Cosa pensa del fatto che abbiano cercato di scaricare su di voi parte della colpa dell’incidente?

«Credo che sia nel loro diritto provare a difendersi, un po’ meno arrivare a negare l’evidenza, soprattutto quando si verifica una tragedia come questa, anche nel rispetto di chi purtroppo non c’è più. Sono comunque fiducioso sul risultato delle indagini».

Cosa pensa del fatto che due giorni abbiano lasciato l’Italia?

«Se sono tornati in Danimarca vuol dire che il nostro ordinamento lo permetteva».

Hanno mai scritto a lei o sua moglie per chiedervi scusa?

«Hanno scritto a tutti noi dicendosi addolorati per quanto accaduto, ma senza mai scusarsi o riconoscere la colpa.

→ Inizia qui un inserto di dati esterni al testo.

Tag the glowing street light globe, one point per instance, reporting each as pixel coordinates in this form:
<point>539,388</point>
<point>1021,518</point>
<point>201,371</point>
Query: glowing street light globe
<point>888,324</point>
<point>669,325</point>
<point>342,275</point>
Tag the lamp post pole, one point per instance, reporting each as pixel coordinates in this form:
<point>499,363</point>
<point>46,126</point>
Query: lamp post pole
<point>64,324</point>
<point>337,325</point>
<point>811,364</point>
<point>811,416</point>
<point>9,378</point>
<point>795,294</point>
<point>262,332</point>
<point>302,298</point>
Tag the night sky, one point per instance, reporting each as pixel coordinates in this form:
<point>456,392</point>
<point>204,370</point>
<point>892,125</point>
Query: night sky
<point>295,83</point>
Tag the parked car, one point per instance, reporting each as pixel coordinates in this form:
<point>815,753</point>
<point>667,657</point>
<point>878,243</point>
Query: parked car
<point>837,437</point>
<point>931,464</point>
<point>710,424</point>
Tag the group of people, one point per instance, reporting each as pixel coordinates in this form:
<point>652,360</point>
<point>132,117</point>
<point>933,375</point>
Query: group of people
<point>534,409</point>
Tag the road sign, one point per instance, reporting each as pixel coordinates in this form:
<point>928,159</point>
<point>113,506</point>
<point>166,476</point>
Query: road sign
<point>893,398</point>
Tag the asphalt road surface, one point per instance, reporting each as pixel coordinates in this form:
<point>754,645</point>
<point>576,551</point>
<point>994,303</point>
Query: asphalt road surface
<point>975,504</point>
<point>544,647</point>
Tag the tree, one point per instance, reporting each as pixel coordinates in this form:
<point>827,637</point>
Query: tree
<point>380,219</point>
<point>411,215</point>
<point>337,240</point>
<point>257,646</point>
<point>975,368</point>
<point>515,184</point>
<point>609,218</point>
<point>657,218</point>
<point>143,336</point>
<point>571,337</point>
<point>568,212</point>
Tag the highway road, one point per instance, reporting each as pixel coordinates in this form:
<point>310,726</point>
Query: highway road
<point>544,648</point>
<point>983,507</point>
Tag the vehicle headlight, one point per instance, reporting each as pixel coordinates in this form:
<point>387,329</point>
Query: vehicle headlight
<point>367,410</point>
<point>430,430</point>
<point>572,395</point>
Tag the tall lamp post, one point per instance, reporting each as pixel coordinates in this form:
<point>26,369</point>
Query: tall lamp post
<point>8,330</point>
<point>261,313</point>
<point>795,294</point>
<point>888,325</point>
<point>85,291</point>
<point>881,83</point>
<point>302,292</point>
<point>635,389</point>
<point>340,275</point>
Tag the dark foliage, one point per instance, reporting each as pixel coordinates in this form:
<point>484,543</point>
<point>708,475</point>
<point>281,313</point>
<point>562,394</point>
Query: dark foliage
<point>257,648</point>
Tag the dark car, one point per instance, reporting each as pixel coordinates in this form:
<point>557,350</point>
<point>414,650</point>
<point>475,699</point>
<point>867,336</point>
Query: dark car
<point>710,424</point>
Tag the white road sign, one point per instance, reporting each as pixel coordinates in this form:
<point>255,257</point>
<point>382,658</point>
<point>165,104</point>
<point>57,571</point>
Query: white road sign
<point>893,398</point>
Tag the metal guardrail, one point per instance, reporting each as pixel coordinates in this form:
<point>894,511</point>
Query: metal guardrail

Una letterina scritta in maniera a dir poco “oculata”».

Come state vivendo la perdita dei vostri due amici?

«Fa un certo effetto pensare ad Anna Claudia e ad Andrea che non ci sono più. È un dolore grandissimo ed una ferita ancora aperta. Stiamo tutti malissimo».

Ha ancora degli incubi su quel tragico pomeriggio?

«Per noi è veramente dura. I vari momenti della tragedia si ripresentano continuamente alla memoria. Sia io che mia moglie ci stiamo facendo aiutare da uno psicologo. Sono attimi veramente angoscianti».

Dal punto di vista fisico, come sta?

«Ho riportato numerose ferite e fratture multiple al bacino, vertebre e perone, urtando le ferramenta e alcune parti del pozzetto nel momento in cui sono stato sbalzato in acqua. Sono stato ricoverato all’ospedale di Grosseto (che ringrazio di tutto cuore), prima in terapia sub-intensiva e poi in ortopedia. Una volta dimesso, ho trascorso oltre due mesi immobilizzato su di un letto anti-decubito in attesa che le fratture si saldassero. Ora faccio qualche passo con le stampelle».

Secondo lei si arriverà a una condanna del signor Horup?

«Sono fiducioso che la Giustizia farà il suo corso, mi auguro in tempi rapidissimi. Non nutro sentimenti di vendetta, non fa parte del mio carattere. L’eventuale condanna di qualcuno non mi restituirà gli amici persi in maniera tragica e la serenità di vita che avevo prima. Ma è doveroso, anche per rispetto alla loro memoria, accertare la verità dei fatti.